The researchers conducted the pilot study in five patients undergoing ventilation in the ICU after general surgery or trauma. The researchers recorded patient vital signs and the level of sedation and analgesia the patients received for an hour. Each patient then listened to classical music for two hours, while the researchers gradually reduced the dose of sedation.

By the end of the two-hour period, the patients needed approximately 33 percent less sedation than they had prior to the classical music. According to the report, the effect of the music treatment persisted for at least an hour after the experiment ended.

I read it here.

4 Comments

  1. Interesting, but I wonder what the patient’s affinity for classical music was before surgery and what, indeed, constituted ‘classical’ music.

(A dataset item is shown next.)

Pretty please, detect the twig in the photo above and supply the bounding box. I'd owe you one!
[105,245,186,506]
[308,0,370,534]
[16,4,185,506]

    Hopefully not the Pachelbell canon…

  2. Yep, I was thinking “Gee, I hope it’s not really boring, mindless, “sleep to the classics” sort of stuff,” Bob!

  3. patti with an i

    Gee, maybe KDFC (in its previous incarnation) had it right after all. I always detested their “classical music as anesthesia” ad campaign… you know, the one where they said “hey, we’re the perfect radio station to have on in the background at work ’cause we play music you don’t have to pay attention to”… who knew?

  4. Heh … yeah, guess they knew what they were talking about, eh?

    I do wonder … if the music is calming the patient, how’s that surgeon doing? Snoring? Hmm.